Project description:The effects of sphingosine derivatives on Ca2+ fluxes were investigated in thyroid FRTL-5 cells labelled with Fura 2. Addition of sphingosylphosphocholine (SPC) or sphingosine (SP) increased intracellular free Ca2+ ([Ca2+]i) in a dose-dependent manner. At the highest dose tested (30 microM), the response was biphasic: a rapid transient increase in [Ca2+]i, followed by a new, elevated, level of [Ca2+]i. Both phases of the SPC-evoked increase in [Ca2+]i were dependent on extracellular Ca2+, whereas only the SP-evoked elevated level of [Ca2+]i was dependent on the influx of Ca2+. Both compounds released sequestered Ca2+ from thapsigargin- and inositol 1,4,5-trisphosphate (IP3)-sensitive Ca2+ pools. In addition, the increase in [Ca2+]i in response to SPC, but not to SP, was attenuated in cells treated with phorbol myristate acetate or with the putative Ca(2+)-channel blocker SKF 96365, and in cells pretreated with pertussis toxin for 24 h.
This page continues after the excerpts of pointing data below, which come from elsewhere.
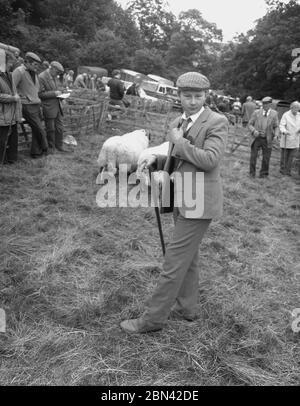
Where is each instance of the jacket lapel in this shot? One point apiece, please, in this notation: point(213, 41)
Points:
point(195, 129)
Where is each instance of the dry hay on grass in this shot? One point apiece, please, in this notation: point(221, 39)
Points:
point(70, 272)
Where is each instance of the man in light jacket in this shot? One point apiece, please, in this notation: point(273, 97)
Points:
point(290, 135)
point(49, 94)
point(197, 145)
point(263, 126)
point(10, 112)
point(27, 83)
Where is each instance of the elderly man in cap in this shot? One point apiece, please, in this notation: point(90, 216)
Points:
point(263, 126)
point(27, 83)
point(197, 142)
point(290, 136)
point(247, 110)
point(10, 110)
point(49, 94)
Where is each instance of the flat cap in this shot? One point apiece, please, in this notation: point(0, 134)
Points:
point(267, 99)
point(57, 66)
point(32, 56)
point(193, 80)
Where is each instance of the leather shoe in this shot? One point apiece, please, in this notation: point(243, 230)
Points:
point(179, 314)
point(138, 326)
point(62, 150)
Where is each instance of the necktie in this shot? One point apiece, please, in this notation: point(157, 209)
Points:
point(184, 124)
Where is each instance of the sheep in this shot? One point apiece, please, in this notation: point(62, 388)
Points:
point(124, 149)
point(142, 173)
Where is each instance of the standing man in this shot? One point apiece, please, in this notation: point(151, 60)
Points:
point(290, 135)
point(28, 87)
point(197, 145)
point(263, 126)
point(81, 81)
point(51, 103)
point(247, 110)
point(116, 89)
point(10, 111)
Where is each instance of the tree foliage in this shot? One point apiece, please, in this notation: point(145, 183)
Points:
point(260, 61)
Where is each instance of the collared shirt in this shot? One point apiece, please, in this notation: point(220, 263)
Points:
point(193, 118)
point(27, 89)
point(290, 129)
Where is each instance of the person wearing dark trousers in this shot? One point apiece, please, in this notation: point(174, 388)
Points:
point(27, 84)
point(197, 141)
point(49, 94)
point(290, 135)
point(116, 89)
point(10, 112)
point(264, 127)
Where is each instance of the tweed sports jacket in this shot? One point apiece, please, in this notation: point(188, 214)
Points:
point(272, 125)
point(201, 153)
point(51, 104)
point(10, 111)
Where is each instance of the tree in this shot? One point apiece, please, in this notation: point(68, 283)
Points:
point(262, 58)
point(156, 24)
point(192, 22)
point(107, 51)
point(149, 61)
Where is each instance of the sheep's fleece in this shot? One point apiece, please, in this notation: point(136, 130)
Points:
point(124, 149)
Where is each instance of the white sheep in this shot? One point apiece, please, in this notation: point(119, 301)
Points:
point(124, 149)
point(143, 174)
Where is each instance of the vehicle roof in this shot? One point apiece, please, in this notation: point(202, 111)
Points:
point(160, 79)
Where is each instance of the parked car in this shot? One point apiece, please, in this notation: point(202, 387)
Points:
point(163, 91)
point(92, 70)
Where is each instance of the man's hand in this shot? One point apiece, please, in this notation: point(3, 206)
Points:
point(147, 162)
point(175, 135)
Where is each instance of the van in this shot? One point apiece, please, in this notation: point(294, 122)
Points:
point(128, 77)
point(162, 91)
point(92, 70)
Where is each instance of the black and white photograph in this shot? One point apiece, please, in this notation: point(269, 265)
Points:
point(149, 196)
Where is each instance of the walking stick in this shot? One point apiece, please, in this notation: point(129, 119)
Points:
point(284, 154)
point(160, 230)
point(158, 219)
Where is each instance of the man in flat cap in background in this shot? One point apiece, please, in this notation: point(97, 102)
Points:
point(264, 127)
point(49, 94)
point(197, 145)
point(10, 110)
point(27, 83)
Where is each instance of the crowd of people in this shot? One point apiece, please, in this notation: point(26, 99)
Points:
point(263, 126)
point(30, 90)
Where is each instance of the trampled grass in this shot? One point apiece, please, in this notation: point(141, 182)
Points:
point(71, 271)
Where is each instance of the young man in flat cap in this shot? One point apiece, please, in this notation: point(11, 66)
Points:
point(10, 111)
point(27, 83)
point(197, 144)
point(290, 136)
point(264, 127)
point(49, 94)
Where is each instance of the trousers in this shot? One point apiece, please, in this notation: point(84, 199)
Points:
point(8, 144)
point(32, 114)
point(260, 143)
point(286, 159)
point(54, 129)
point(179, 281)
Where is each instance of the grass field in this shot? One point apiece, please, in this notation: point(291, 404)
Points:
point(70, 272)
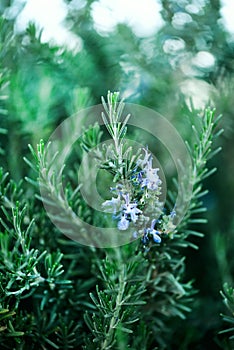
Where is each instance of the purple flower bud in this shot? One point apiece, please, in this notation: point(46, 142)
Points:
point(123, 224)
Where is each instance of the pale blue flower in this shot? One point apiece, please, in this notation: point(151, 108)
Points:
point(153, 232)
point(130, 208)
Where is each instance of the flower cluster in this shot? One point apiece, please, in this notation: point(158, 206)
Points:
point(137, 202)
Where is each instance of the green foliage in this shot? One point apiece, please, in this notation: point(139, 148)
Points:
point(57, 294)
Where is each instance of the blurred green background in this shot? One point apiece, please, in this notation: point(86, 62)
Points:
point(187, 63)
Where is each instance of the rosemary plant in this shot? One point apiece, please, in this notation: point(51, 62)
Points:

SPC did not activate the production of IP3. Furthermore, both SPC and SP released sequestered Ca2+ from permeabilized cells. We observed that SPC, but not SP, stimulated release of [3H]arachidonate from cells prelabelled with [3H]arachidonate for 24 h. Both SPC and SP stimulated the incorporation of [3H]thymidine into DNA in cells grown in the absence of thyroid-stimulating hormone (TSH). The results suggest that sphingosine derivatives are putative regulators of Ca2+ fluxes in FRTL-5 cells, and that SP and SPC may act on [Ca2+]i via different mechanisms. Furthermore, both SP and SPC may be of importance in modulating thyroid-cell proliferation.